Doyen votre mot de fin

 

Merci je voudrais m’adresser aux Béninois en général et surtout à mes parents de la Commune de Djougou. Je reste et demeure Béninois, attaché aux idéaux de paix et cohésion nationale retrouvée à la Conférence Nationale. Nous devons la préserver pour l’avancement de notre démocratie.

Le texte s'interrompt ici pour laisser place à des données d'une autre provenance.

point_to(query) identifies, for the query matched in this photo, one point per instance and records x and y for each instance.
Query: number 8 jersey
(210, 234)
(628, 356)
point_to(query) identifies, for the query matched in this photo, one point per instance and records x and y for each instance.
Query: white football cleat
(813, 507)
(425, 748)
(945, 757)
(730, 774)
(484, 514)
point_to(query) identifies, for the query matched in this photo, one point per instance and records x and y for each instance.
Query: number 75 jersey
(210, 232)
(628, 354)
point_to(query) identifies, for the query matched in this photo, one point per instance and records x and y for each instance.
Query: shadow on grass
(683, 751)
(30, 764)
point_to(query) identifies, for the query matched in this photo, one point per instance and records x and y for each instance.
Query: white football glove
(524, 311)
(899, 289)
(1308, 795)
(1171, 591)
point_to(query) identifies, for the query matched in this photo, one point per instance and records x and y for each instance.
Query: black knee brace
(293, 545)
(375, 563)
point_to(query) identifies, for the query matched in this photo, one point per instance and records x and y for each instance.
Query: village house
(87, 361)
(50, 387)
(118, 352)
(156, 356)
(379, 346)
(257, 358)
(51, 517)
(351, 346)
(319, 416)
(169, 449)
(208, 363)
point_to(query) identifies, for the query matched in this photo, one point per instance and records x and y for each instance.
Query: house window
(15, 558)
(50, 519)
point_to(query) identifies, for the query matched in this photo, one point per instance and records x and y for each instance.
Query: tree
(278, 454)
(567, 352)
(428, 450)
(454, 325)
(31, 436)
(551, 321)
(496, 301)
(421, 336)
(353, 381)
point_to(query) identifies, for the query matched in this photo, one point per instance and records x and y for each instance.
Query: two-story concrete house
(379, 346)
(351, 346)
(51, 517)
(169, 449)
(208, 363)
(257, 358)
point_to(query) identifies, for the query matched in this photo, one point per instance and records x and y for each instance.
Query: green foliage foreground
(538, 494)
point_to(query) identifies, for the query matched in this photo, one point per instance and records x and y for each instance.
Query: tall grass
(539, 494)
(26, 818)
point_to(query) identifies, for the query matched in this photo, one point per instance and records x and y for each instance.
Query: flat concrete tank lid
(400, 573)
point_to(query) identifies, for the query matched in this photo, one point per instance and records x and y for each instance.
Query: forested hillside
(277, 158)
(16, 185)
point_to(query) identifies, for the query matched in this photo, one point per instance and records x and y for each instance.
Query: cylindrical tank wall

Au Président de la république, de savoir qu’il est aujourd’hui et demain pour tous les Béninois sans exclusivité. Il ne doit pas s’écarter de son programme de développement pour l’émergence du changement. Dieu l’y aidera. Je ne passerai pas sous silence et manquer de remercier certains frères ainsi que je considère comme vrais et sérieux collaborateurs du Président Yayi Boni qui ont sincèrement tout fait, mais hélas ils n’ont pas été écoutés par le chef. Je veux parler d’abord de la Sp, l’ancien Ministre Jean Bio Orou chabi de l’ancien Dg Douane Sagbo Jeames et du Colonel des Douanes Faustin Chabi sans oublier le Ministre Fagnon Nicaise je dis merci à tous. Maintenant pour terminer je voudrais demander aux lecteurs du journal de bien vouloir m’excuser la longueur de mon entretien. Je suis obligé. De plus je voudrais de tout cœur jurer sur la tombe de mes feux père et mère que tout ce qui est dit ici vient de moi-même et seul responsable ayant décidé, réfléchi et écrit. Aucun Politicien de ce pays n’a été au courant avant mon entretien avec la presse. Ceci pour éviter que des esprits pensent à une manifestation politique.